Hemifacial Microsomia

Hemifacial microsomia is a congenital disorder that affects the development of the lower half of the face, most commonly the ears, mouth and the lower jaw. If can affect one side of the face or both. 

If severe, it can lead to difficulties in breathing. It is the second most common facial birth defect after cleft lip and palate, with an incidence in the range of one in 3,500 to 4,500.

What surgery is available, and what techniques are involved?

A relatively new surgical technique called bone distraction is often used in the treatment of hemifacial microsomia. Developed from limb lengthening operations first described in Russia, this technique is based on the principle of pushing small pins into bone, and moving these pins apart by a connecting bar which incorporates a screw thread. As the pins are gradually stretched apart, the bone and surrounding soft tissue is stretched also.

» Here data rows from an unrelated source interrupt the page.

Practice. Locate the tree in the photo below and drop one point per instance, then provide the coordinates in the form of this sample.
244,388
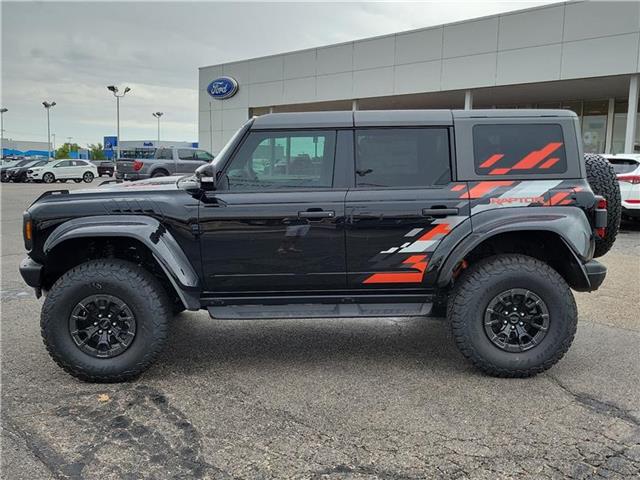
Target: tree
65,149
96,152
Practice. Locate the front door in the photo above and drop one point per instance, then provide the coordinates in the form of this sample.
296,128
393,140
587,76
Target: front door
403,204
276,222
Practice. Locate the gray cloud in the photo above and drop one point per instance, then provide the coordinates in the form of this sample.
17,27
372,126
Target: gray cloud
69,52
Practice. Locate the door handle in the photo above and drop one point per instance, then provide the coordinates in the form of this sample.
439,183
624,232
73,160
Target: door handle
438,212
317,214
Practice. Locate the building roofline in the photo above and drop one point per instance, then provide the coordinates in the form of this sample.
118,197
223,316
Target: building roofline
551,4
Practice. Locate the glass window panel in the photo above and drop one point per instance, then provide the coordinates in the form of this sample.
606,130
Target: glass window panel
402,157
519,149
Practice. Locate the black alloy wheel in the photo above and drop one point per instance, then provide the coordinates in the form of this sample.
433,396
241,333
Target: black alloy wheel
516,320
102,326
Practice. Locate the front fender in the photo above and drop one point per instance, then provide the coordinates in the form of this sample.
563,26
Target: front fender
146,230
569,223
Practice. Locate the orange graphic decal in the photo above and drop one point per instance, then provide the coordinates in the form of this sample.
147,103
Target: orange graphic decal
535,157
558,197
417,262
550,163
491,160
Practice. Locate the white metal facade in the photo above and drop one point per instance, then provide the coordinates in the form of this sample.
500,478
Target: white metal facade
582,49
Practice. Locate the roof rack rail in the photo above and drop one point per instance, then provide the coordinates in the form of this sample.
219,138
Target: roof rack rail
51,192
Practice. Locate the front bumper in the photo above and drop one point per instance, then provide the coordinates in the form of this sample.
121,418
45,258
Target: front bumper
31,272
595,273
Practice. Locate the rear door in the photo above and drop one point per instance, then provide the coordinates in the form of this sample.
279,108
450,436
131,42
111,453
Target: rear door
403,204
276,221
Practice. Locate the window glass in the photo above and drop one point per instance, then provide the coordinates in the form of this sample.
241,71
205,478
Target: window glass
519,149
184,154
402,157
164,154
274,160
203,156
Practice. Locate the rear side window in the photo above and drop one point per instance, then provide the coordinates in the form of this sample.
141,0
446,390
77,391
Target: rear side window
402,157
623,165
185,154
519,149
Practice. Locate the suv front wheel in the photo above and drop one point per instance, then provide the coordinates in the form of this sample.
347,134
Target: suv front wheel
105,320
512,315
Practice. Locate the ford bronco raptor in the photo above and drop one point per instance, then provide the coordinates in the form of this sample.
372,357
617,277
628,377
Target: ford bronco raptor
487,217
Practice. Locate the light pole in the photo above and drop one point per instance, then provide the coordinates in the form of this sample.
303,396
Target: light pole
48,106
113,89
158,115
2,112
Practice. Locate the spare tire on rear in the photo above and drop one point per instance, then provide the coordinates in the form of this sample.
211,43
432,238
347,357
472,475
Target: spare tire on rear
603,181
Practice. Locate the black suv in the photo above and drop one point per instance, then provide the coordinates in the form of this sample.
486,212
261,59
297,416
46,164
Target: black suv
486,217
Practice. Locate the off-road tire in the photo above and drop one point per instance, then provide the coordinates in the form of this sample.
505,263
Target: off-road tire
142,293
479,284
603,181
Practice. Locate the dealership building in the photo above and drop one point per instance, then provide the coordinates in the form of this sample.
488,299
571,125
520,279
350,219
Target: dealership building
582,56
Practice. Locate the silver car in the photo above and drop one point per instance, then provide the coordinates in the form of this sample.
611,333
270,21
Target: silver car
161,162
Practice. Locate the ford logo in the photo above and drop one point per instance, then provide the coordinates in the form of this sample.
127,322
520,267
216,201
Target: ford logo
223,87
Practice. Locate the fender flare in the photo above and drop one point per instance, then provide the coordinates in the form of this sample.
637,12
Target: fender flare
148,231
570,224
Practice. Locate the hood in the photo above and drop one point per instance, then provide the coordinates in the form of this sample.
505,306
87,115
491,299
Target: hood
151,184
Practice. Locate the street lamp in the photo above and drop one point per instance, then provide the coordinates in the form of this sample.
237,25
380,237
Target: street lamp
158,115
48,106
2,112
113,89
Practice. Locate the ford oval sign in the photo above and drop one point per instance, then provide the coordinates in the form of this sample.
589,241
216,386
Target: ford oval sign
223,87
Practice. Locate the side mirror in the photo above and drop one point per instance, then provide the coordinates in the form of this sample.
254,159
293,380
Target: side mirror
206,175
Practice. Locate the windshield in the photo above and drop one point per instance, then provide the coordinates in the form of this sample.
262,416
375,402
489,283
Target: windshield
623,165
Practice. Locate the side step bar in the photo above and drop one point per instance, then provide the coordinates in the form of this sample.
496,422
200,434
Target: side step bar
320,310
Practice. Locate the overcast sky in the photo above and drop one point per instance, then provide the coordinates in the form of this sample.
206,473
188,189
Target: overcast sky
69,52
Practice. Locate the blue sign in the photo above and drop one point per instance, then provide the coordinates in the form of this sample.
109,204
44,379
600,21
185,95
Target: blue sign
223,87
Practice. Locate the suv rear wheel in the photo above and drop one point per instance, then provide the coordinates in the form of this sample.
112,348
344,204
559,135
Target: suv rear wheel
512,315
105,320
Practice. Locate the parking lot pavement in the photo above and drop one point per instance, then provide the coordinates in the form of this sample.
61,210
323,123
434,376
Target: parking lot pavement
385,398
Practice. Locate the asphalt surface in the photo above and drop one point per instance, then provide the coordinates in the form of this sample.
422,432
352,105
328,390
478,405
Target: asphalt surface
332,399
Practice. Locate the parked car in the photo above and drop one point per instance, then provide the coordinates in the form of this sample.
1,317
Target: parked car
369,214
105,167
5,168
19,174
627,167
161,162
63,170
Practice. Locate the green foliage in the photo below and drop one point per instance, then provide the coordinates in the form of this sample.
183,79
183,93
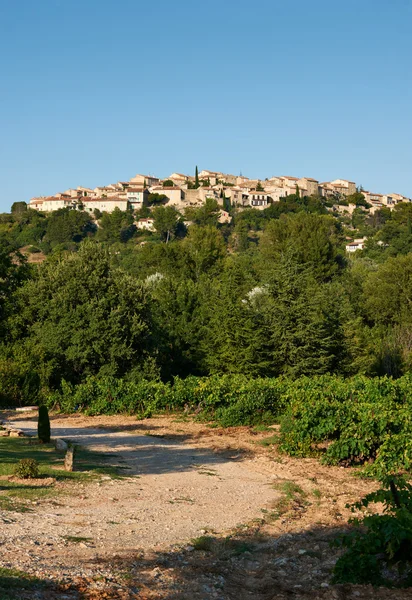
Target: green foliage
353,421
230,400
27,468
207,214
18,207
79,316
166,220
43,425
155,199
66,225
379,550
312,239
117,226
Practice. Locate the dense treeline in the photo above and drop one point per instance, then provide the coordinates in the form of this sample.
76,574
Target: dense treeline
271,294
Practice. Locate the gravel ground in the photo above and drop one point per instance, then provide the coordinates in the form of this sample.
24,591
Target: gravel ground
132,538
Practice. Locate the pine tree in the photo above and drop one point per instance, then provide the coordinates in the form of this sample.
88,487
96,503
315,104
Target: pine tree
43,425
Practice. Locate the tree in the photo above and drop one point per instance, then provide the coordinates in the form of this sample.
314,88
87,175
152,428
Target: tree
18,208
81,317
203,250
156,199
165,221
66,225
304,325
13,272
207,214
314,241
117,226
43,425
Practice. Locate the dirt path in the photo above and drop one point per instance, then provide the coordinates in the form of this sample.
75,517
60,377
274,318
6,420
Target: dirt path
174,491
185,480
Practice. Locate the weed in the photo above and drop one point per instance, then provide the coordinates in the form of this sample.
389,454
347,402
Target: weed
204,543
261,428
270,441
293,496
73,539
27,468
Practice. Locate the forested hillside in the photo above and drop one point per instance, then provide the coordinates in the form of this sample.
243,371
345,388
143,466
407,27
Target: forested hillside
272,294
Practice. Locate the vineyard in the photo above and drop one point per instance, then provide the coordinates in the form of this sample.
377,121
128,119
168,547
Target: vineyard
342,421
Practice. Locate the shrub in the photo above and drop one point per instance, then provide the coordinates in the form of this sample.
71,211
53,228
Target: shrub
379,550
43,425
27,468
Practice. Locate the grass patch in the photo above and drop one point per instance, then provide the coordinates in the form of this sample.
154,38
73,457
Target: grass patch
261,428
89,465
293,498
73,539
15,585
223,548
270,441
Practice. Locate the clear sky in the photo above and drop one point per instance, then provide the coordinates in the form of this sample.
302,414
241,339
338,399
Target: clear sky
95,91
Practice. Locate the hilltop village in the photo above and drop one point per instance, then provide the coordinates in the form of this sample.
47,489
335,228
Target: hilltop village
183,191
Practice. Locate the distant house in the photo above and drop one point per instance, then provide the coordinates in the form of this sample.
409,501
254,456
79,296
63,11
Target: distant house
145,224
259,200
137,196
174,194
358,244
224,217
145,180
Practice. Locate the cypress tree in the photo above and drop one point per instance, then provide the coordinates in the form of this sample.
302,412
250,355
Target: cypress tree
43,425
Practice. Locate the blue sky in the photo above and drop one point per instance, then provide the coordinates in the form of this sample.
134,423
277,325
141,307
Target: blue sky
95,91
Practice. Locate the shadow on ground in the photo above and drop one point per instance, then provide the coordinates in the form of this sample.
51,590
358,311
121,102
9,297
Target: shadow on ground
140,453
248,565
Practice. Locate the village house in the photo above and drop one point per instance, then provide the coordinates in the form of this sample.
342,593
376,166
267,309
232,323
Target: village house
147,224
259,200
358,244
237,195
137,196
211,176
276,192
145,180
224,217
174,194
178,178
309,186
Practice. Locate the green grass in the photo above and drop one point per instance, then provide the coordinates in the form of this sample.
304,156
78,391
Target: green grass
88,465
292,495
261,428
270,441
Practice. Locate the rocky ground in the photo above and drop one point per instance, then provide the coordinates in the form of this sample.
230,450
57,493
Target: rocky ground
199,513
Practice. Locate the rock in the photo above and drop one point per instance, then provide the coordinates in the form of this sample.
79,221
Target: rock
16,433
61,444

What should I expect as a patient/parent of a patient?

In bone distraction procedures, two operations are usually required. In the first operation, a cut is made in the bone which is to be stretched. This is known as a corticotomy. Pins are passed through the skin and into the bone on either side of the cut. These pins are then connected together by the distractor. In most cases, the distractor is opened by approximately one to two millimetres each day through the turning of a small screw. An average distraction length is likely to be in the region of two to two and half centimetres, which will probably take about three weeks to achieve.

At the end of the period of distraction, the distractor is left in position for six to eight weeks while new bone fills the gaps which have been created. A second small operation is then required to remove the distractor.